- Also known as: Bob Lanning
- Born: Robert Lanning April 4, 1948 (age 77) Miami Shores, Florida, United States
- Genres: Rock, pop, country
- Occupations: Musician, session musician
- Instrument: Drums
- Years active: 1960s–present
- Website: boblanning.com

= Bob Lanning =

American drummer (born 1948)

Bob Lanning (born April 4, 1948) is an American drummer, best known for his work with Elvis Presley in 1970 as a member of his TCB Band.
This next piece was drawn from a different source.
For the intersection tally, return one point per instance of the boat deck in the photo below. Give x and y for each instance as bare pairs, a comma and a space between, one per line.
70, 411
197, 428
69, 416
Lanning worked as his drummer during Presley's 1970 engagement at the International Hotel in Las Vegas, Nevada. Lanning played on Presley's 1970 live album, On Stage, including Presley's hit single The Wonder of You as well as album favorites See See Rider, Release Me, Sweet Caroline, Polk Salad Annie, Proud Mary, Walk a Mile in My Shoes and Let It Be Me. Lanning also accompanied Elvis on drums during Presley's six attendance-record–breaking concert appearances at the Houston Astrodome in 1970.
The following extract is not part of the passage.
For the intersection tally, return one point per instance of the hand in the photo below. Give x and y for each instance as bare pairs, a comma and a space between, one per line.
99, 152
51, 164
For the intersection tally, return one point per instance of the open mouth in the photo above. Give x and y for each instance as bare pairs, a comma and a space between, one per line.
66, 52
Jerry Scheff recommended Lanning to Presley when he was searching for a new drummer in late 1969 when original band drummer Ron Tutt became unavailable because of other engagements. At the time, Lanning got the job because Presley loved his style of drumming. There were supposed to audition nine drummers in October 1969, but the moment Presley heard Lanning's drumming, he immediately said: “Looks like we got our drummer!”. Lanning replaced Ron Tutt in October 1969, however Tutt came back to the line up in August 1970 when he became available again. Lanning met Presley for the last time in 1972, before his death in 1977. Presley told Lanning that he enjoyed the On Stage album very much. Lanning thought that Presley sounded like he felt bad, he said, “I want you to know that you did a good job for me”. Presley also told Lanning that he would be calling him, “I’ll be calling you, Bobby”.

After the end of cooperation with Elvis Presley, Lanning has mostly worked as a session drummer in Los Angeles; he has played recording sessions and concerts for many artists.

Lanning's mother was singer Roberta Sherwood.